I am using Scikit-Learn's RandomForestClassifier to predict multiple labels of documents. Each document has 50 features, no document has any missing features, and each document has at least one label associated with it.
clf = RandomForestClassifier(n_estimators=20).fit(X_train,y_train)
preds = clf.predict(X_test)
However, I have noticed that after prediction there are some samples that are assigned no labels, even though the samples were not missing label data.
>>> y_test[0,:]
array([1, 0, 0, 0, 0, 0, 0, 0, 0, 0, 0, 0, 0, 0, 0, 0, 0, 0, 0, 0, 0])
>>> preds[0,:]
array([ 0., 0., 0., 0., 0., 0., 0., 0., 0., 0., 0., 0., 0.,
0., 0., 0., 0., 0., 0., 0., 0.])
The results of predict_proba align with those of predict.
>>> probas = clf.predict_proba(X_test)
>>> for label in probas:
>>> print (label[0][0], label[0][1])
(0.80000000000000004, 0.20000000000000001)
(0.94999999999999996, 0.050000000000000003)
(0.94999999999999996, 0.050000000000000003)
(1.0, 0.0)
(1.0, 0.0)
(1.0, 0.0)
(0.94999999999999996, 0.050000000000000003)
(0.90000000000000002, 0.10000000000000001)
(1.0, 0.0)
(1.0, 0.0)
(0.94999999999999996, 0.050000000000000003)
(1.0, 0.0)
(0.94999999999999996, 0.050000000000000003)
(0.84999999999999998, 0.14999999999999999)
(0.90000000000000002, 0.10000000000000001)
(0.90000000000000002, 0.10000000000000001)
(1.0, 0.0)
(0.59999999999999998, 0.40000000000000002)
(0.94999999999999996, 0.050000000000000003)
(0.94999999999999996, 0.050000000000000003)
(1.0, 0.0)
Each output above shows that for each label, a higher marginal probability has been assigned to the label not appearing. My understanding of decision trees was that at least one label has to be assigned to each sample when predicting, so this leaves me a bit confused.

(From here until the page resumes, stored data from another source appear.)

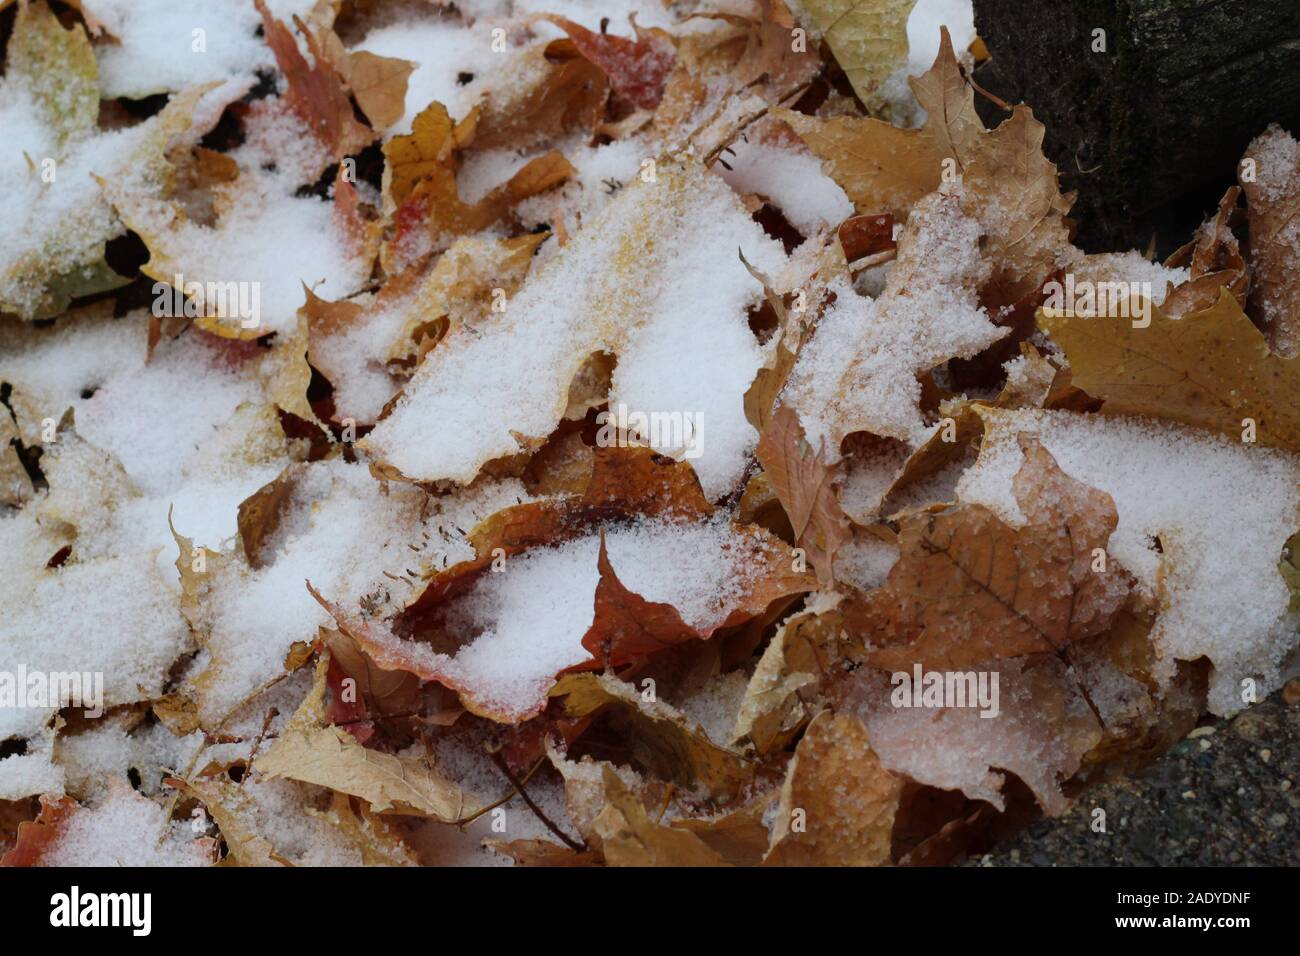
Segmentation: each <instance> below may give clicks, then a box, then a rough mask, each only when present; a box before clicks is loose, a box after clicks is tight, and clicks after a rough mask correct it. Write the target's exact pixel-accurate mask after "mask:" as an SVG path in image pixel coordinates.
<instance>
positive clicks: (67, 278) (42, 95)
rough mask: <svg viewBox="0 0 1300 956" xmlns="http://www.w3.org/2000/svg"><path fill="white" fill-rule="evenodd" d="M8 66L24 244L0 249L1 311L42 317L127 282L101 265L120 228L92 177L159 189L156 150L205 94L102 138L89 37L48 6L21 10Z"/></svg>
mask: <svg viewBox="0 0 1300 956" xmlns="http://www.w3.org/2000/svg"><path fill="white" fill-rule="evenodd" d="M6 59H8V69H6V72H5V75H4V79H3V81H0V90H3V91H4V95H5V98H6V100H10V99H12V101H13V103H14V107H13V108H14V109H17V113H16V114H14V116H16V118H14V120H13V122H18V124H19V125H21V126H22V127H23V129H25V130H27V131H26V133H23V139H22V140H21V142H19V143H18V148H21V150H23V155H26V163H27V173H26V176H22V177H18V178H17V179H16V181H14V182H12V183H10V190H12V196H13V202H14V204H13V206H10V207H9V209H10V215H12V217H13V220H12V222H10V228H12V229H13V232H14V235H16V237H19V238H18V239H17V241H16V242H12V243H6V245H5V247H4V250H0V310H3V311H6V312H14V313H17V315H19V316H22V317H26V319H43V317H48V316H52V315H56V313H59V312H61V311H62V310H65V308H66V307H68V304H69V303H70V302H72V300H73V299H74V298H78V297H83V295H91V294H95V293H103V291H108V290H112V289H117V287H118V286H121V285H123V284H125V282H127V281H129V277H123V276H120V274H118V273H117V272H114V271H113V269H112V268H110V267H109V265H108V263H107V260H105V258H104V256H105V243H107V241H109V239H112V238H114V237H117V235H120V234H122V233H125V228H123V225H122V222H121V221H120V220H118V217H117V216H114V215H113V209H112V207H110V206H109V203H108V202H105V199H104V196H103V195H100V190H99V189H98V186H96V178H95V177H101V179H110V181H113V182H117V183H120V185H122V186H126V185H133V186H153V185H156V183H157V181H159V179H160V178H162V177H164V176H165V172H166V163H165V161H164V159H162V153H164V152H165V150H166V148H168V146H169V143H170V140H172V139H173V138H174V137H177V135H179V134H181V133H183V131H185V130H187V129H188V126H190V122H191V113H192V111H194V108H195V104H196V103H198V99H199V95H200V94H201V92H203V91H201V90H199V91H188V92H186V94H182V95H179V96H177V98H173V100H172V101H170V103H168V105H166V107H165V108H164V109H162V112H161V113H159V114H157V116H153V117H151V118H149V120H147V121H146V122H144V124H142V125H139V126H138V127H135V129H133V130H130V131H126V133H116V134H114V133H101V131H99V130H98V126H96V120H98V114H99V70H98V66H96V61H95V53H94V51H92V49H91V46H90V42H88V40H87V38H86V31H85V30H83V29H82V26H81V25H74V26H73V27H72V29H69V30H65V29H64V27H62V26H61V25H60V23H59V21H57V20H56V17H55V14H53V13H51V10H49V8H48V7H47V5H45V4H44V3H32V4H22V5H21V7H19V8H18V13H17V16H16V18H14V26H13V34H12V36H10V38H9V46H8V53H6ZM17 117H22V118H21V121H19V120H18V118H17ZM29 150H30V151H31V152H30V153H27V152H26V151H29ZM32 153H34V155H32Z"/></svg>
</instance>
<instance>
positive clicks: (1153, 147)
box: [974, 0, 1300, 248]
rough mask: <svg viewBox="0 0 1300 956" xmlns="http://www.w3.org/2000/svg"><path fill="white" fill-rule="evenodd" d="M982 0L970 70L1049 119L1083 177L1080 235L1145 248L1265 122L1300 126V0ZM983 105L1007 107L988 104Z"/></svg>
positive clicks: (1054, 134) (1063, 165) (1190, 202)
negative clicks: (986, 49)
mask: <svg viewBox="0 0 1300 956" xmlns="http://www.w3.org/2000/svg"><path fill="white" fill-rule="evenodd" d="M974 5H975V27H976V30H978V33H979V35H980V38H982V39H983V40H984V43H985V46H987V47H988V49H989V53H991V59H989V60H988V61H987V62H985V64H983V65H982V66H980V68H979V69H978V70H976V79H978V81H979V83H980V85H982V86H983V87H985V88H987V90H989V91H991V92H993V94H997V95H998V96H1001V98H1002V99H1005V100H1008V101H1009V103H1017V101H1024V103H1027V104H1028V105H1030V107H1032V108H1034V113H1035V116H1037V117H1039V118H1040V120H1041V121H1043V122H1044V124H1045V125H1047V127H1048V133H1047V140H1045V150H1047V152H1048V156H1049V157H1050V159H1052V160H1053V161H1054V163H1056V164H1057V166H1058V168H1060V170H1061V174H1062V179H1063V183H1065V187H1066V189H1078V190H1079V203H1078V204H1076V207H1075V212H1074V217H1075V219H1078V220H1079V237H1078V242H1079V243H1080V245H1082V246H1083V247H1084V248H1117V247H1128V246H1141V247H1144V246H1145V245H1147V243H1148V242H1149V241H1151V238H1152V234H1153V233H1167V232H1169V230H1173V229H1179V230H1186V229H1188V228H1192V226H1195V224H1196V222H1197V221H1199V217H1200V215H1201V213H1203V212H1204V211H1205V209H1206V208H1210V207H1212V206H1213V203H1214V200H1216V199H1217V198H1218V195H1219V194H1221V193H1222V190H1223V189H1226V187H1227V186H1229V185H1231V183H1232V182H1234V181H1235V177H1236V163H1238V161H1239V160H1240V157H1242V153H1243V152H1244V151H1245V147H1247V144H1248V143H1249V142H1251V139H1253V138H1255V137H1256V135H1258V134H1260V133H1261V131H1264V129H1265V127H1266V126H1268V125H1269V124H1270V122H1277V124H1279V125H1282V126H1283V127H1284V129H1287V130H1290V131H1291V133H1295V134H1300V0H974ZM1097 30H1102V31H1104V34H1097V33H1095V31H1097ZM1102 40H1104V43H1105V49H1104V52H1102V51H1101V49H1095V47H1096V46H1097V44H1099V43H1100V42H1102ZM980 112H982V113H984V114H985V117H984V118H985V122H989V121H993V122H996V121H1000V120H1001V117H1002V113H1001V111H998V109H997V108H996V107H995V105H993V104H991V103H982V105H980ZM1182 238H1186V237H1182ZM1160 239H1161V242H1160V246H1161V247H1165V248H1169V247H1171V246H1177V245H1178V243H1179V242H1180V241H1182V239H1180V237H1178V235H1171V234H1161V235H1160Z"/></svg>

Is it expected behavior for a multilabel decision tree / random forest to be able to assign no labels to a sample?
UPDATE 1
The features of each document are probabilities of belonging to a topic according to a topic model.
>>>X_train.shape
(99892L, 50L)
>>>X_train[3,:]
array([ 5.21079651e-01, 1.41085893e-06, 2.55158446e-03,
5.88421331e-04, 4.17571505e-06, 9.78104112e-03,
1.14105667e-03, 7.93964896e-04, 7.85177346e-03,
1.92635026e-03, 5.21080173e-07, 4.04680406e-04,
2.68261102e-04, 4.60332012e-04, 2.01803955e-03,
6.73533276e-03, 1.38491129e-03, 1.05682475e-02,
1.79368409e-02, 3.86488757e-03, 4.46729289e-04,
8.82488825e-05, 2.09428702e-03, 4.12810745e-02,
1.81651561e-03, 6.43641626e-03, 1.39687081e-03,
1.71262909e-03, 2.95181902e-04, 2.73045908e-03,
4.77474778e-02, 7.56948497e-03, 4.22549636e-03,
3.78891036e-03, 4.64685435e-03, 6.18710017e-03,
2.40424583e-02, 7.78131179e-03, 8.14288762e-03,
1.05162547e-02, 1.83166124e-02, 3.92332202e-03,
9.83870257e-03, 1.16684231e-02, 2.02723299e-02,
3.38977762e-03, 2.69966332e-02, 3.43221675e-02,
2.78571022e-02, 7.11067964e-02])
The label data was formatted using MultiLabelBinarizer and looks like:
>>>y_train.shape
(99892L, 21L)
>>>y_train[3,:]
array([0, 1, 0, 0, 0, 0, 0, 1, 0, 0, 0, 0, 0, 0, 0, 0, 0, 0, 0, 0, 0])
UPDATE 2
The output of predict_proba above suggested above that the assigning of no classes might be an artifact of trees voting on labels (there are 20 trees and all probabilities are approximately multiples of 0.05). However, using a single decision tree, I still find there are some samples that are assigned no labels. The output looks similar to predict_proba above, in that for each sample there is a probability a given label is assigned or not to the sample. This seems to suggest that at some point the decision tree is turning the problem into binary classification, though the documentation says that the tree takes advantage of label correlations.